Comparing all transplant patients with pathologically-confirmed H-CCA (n=41) to those who underwent curative-intent resection (n=191), transplantation was associated with improved OS (MNR vs 21.0 months, 95% CI 16.5–25.5; p<0.001; Figure 2a). Median follow-up for survivors in the entire cohort was 23 months (range, 0.3–127); 58 months (range, 3–127) for patients who underwent transplant, and 15 months (range, 0.3–98) for patients who underwent resection.

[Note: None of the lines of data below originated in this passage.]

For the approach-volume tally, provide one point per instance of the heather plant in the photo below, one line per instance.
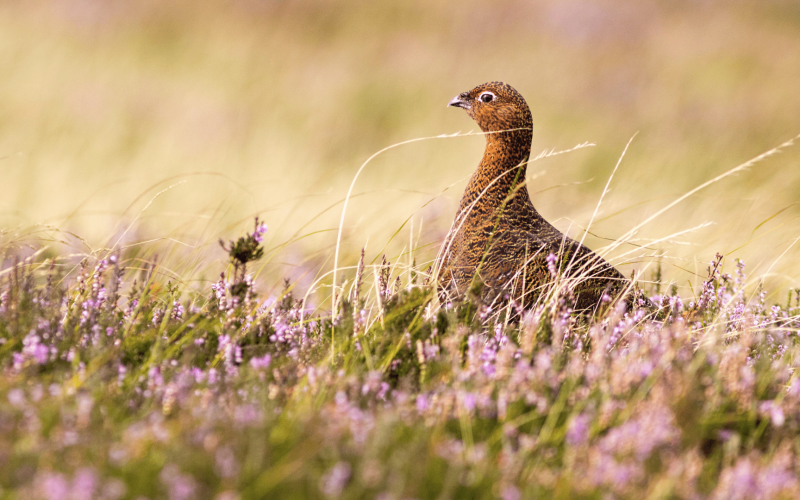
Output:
(115, 385)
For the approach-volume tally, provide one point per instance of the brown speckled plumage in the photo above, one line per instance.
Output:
(498, 237)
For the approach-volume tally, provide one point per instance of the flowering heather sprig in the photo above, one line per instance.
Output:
(557, 404)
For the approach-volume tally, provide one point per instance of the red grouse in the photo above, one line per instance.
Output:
(498, 238)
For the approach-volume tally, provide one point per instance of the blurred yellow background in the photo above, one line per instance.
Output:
(246, 107)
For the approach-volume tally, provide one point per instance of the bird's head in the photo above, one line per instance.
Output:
(495, 106)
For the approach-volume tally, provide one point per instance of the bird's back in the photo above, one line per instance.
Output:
(498, 238)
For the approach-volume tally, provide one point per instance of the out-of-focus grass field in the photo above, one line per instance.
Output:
(249, 107)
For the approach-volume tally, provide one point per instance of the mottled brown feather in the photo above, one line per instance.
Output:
(498, 237)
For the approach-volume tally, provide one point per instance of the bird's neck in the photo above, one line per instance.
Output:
(501, 173)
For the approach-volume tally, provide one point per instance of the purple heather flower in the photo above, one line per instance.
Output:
(422, 403)
(261, 363)
(551, 265)
(578, 431)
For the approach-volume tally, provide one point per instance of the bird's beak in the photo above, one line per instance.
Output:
(459, 101)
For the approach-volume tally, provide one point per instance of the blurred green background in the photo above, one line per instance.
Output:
(246, 107)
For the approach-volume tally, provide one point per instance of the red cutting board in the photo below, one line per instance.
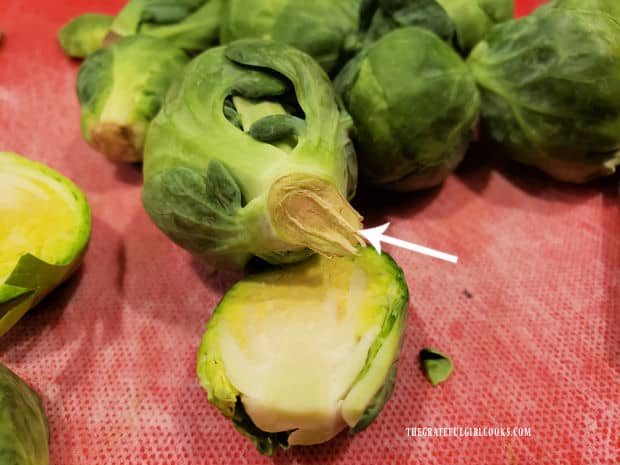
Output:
(530, 315)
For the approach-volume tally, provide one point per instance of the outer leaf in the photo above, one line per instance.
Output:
(437, 366)
(192, 25)
(24, 432)
(474, 18)
(374, 314)
(84, 34)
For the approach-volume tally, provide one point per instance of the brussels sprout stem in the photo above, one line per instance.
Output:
(309, 211)
(117, 142)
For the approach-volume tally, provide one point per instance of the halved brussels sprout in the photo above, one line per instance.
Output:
(84, 34)
(295, 355)
(24, 432)
(44, 231)
(121, 88)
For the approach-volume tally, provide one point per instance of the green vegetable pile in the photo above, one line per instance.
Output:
(254, 120)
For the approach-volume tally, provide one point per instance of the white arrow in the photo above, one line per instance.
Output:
(375, 236)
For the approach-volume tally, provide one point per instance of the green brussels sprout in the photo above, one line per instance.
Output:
(611, 7)
(318, 27)
(295, 355)
(239, 164)
(44, 231)
(84, 34)
(24, 432)
(474, 18)
(414, 104)
(192, 25)
(121, 88)
(463, 23)
(550, 86)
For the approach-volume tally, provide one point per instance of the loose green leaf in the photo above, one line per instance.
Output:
(436, 365)
(24, 432)
(84, 34)
(192, 25)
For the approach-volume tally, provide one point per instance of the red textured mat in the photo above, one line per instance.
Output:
(530, 315)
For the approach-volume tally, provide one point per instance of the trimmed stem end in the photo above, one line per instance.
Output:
(311, 212)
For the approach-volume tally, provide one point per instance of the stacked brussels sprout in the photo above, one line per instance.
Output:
(253, 119)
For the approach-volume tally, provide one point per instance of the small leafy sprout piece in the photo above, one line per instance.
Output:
(192, 25)
(295, 355)
(437, 367)
(121, 88)
(84, 34)
(550, 87)
(250, 157)
(44, 226)
(24, 432)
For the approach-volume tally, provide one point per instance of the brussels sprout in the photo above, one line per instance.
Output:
(462, 22)
(295, 355)
(414, 104)
(44, 230)
(121, 88)
(237, 164)
(24, 433)
(192, 25)
(611, 7)
(318, 27)
(550, 86)
(84, 34)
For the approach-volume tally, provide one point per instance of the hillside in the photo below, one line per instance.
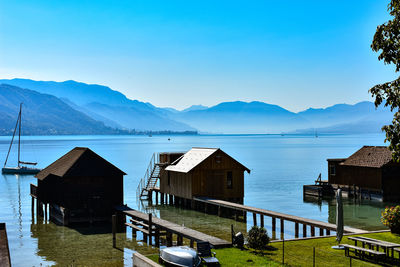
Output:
(44, 114)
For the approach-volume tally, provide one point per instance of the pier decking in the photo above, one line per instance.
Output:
(281, 216)
(170, 228)
(4, 250)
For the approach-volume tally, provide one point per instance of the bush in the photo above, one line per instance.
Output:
(257, 238)
(391, 218)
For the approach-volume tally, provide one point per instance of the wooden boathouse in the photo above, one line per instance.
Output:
(200, 172)
(79, 187)
(369, 171)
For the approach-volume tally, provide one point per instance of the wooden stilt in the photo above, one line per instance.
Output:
(150, 228)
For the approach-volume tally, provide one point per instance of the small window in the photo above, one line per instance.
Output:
(332, 170)
(229, 180)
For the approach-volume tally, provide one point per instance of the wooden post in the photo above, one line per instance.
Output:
(179, 240)
(150, 228)
(169, 239)
(114, 230)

Comparing these same transplant patients with pathologically-confirmed H-CCA to those who underwent curative-intent resection but had tumors <3cm in size and no lymph node disease (N0) on pathologic examination (n=57), still transplantation was associated with improved OS (MNR vs 27.4 months, 95% CI 6.0–48.8; p<0.001; Figure 2b).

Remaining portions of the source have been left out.